User:TJones (WMF)/Notes/Enable Yiddish Ligatures

From mediawiki.org

April 2024 — See TJones_(WMF)/Notes for other projects. See also T362501. For help with the technical jargon used in the Analysis Chain Analysis, check out the Language Analysis section of the Search Glossary.

Yiddish Ligatures[edit]

Yiddish uses ligatures (double-vav װ) (vav-yod ױ) (double-yod ײ) that, in a modern proportional font, can be indistinguishable from the components of the ligatures next to each other (וו וי יי)—though in a fixed-width font they can be easier to tell apart: (װ ױ ײ) vs (וו וי יי). Of course, to search, they are definitely different.

In reading up on the ligatures, I found another ligature (yod-yod-patah ײַ) that has several variants, one using a ligature from above (double-yod + patah ײַ), one with separate characters (yod + yod + patah ייַ), and a less common variant with the patah in the middle (yod + patah + yod יַי). It looks like icu_normalizer already converts the single-character form (ײַ) to one using the double-yod ligature (ײַ).

Even using an insource regex query, I can't separate yod-yod-patah (ײַ) and double-yod + patah (ײַ)—there may be another level of mapping happening in the browser or another layer of the Mediawiki software.. in fact, typing them here, I get double-yod + patah (ײַ) for both! Regex searches for either return 1392 results on Yiddish Wikipedia, while the more common decomposition yod + yod + patah (ייַ) gets 629 results, and the less common yod + patah + yod (יַי) gets 19. So all typable variants are in use.

To solve this problem, I added a character filter mapping the ligatures to the component pieces, taking yod + yod + patah (ייַ) as the canonical decomposition of variants of yod-yod-patah (ײַ).

I made the mapping global, since the difference is usually invisible to the reader or searcher, and they may have copied something from some other source without realizing it.
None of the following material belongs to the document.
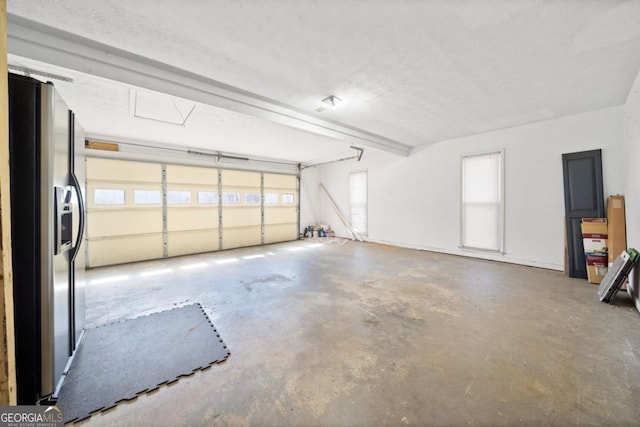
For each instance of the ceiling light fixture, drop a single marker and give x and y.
(43, 74)
(332, 100)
In testing, examples of the Yiddish ligatures showed up in my small samples from Alemannic, German, Hebrew, and Russian Wikipedias.

Of course, there were lots of (visually identical) mergers in my Yiddish Wikipedia sample, as expected and hoped for. Hundreds for most of the variants, but only a (non-zero!) handful for the oddball yod + patah + yod (יַי), and zero for yod-yod-patah (which may be untypable in a browser?). I'm leaving the yod-yod-patah mapping in place, though, as a backstop just in case it ever shows up. (I can use it on the command line, so it's possible to get it to Elasticsearch in some circumstances—might as well do the right thing if we see it.)

Limited Usefulness of limited_mapping[edit]

Side Note: I wanted to add the new Yiddish ligatures to the globo_norm character filter, rather than adding a new filter, to save on the overhead of one more filter. globo_norm is a limited_mapping filter, which I introduced as part of the harmonization project to be a slightly faster mapping for one-character to one-character maps. Since Yiddish ligatures map one-to-many and many-to-many characters, I had to convert globo_norm to a plain mapping.

To my surprise, it was ever so slightly faster in my tests (loading ~90MB of Yiddish or English text with the new regular mapping filter enabled). Ugh. Timing tests are noisy, to be sure, but maybe it's not worth the complexity of using limited_mapping filters anymore. Though that's a problem for another day.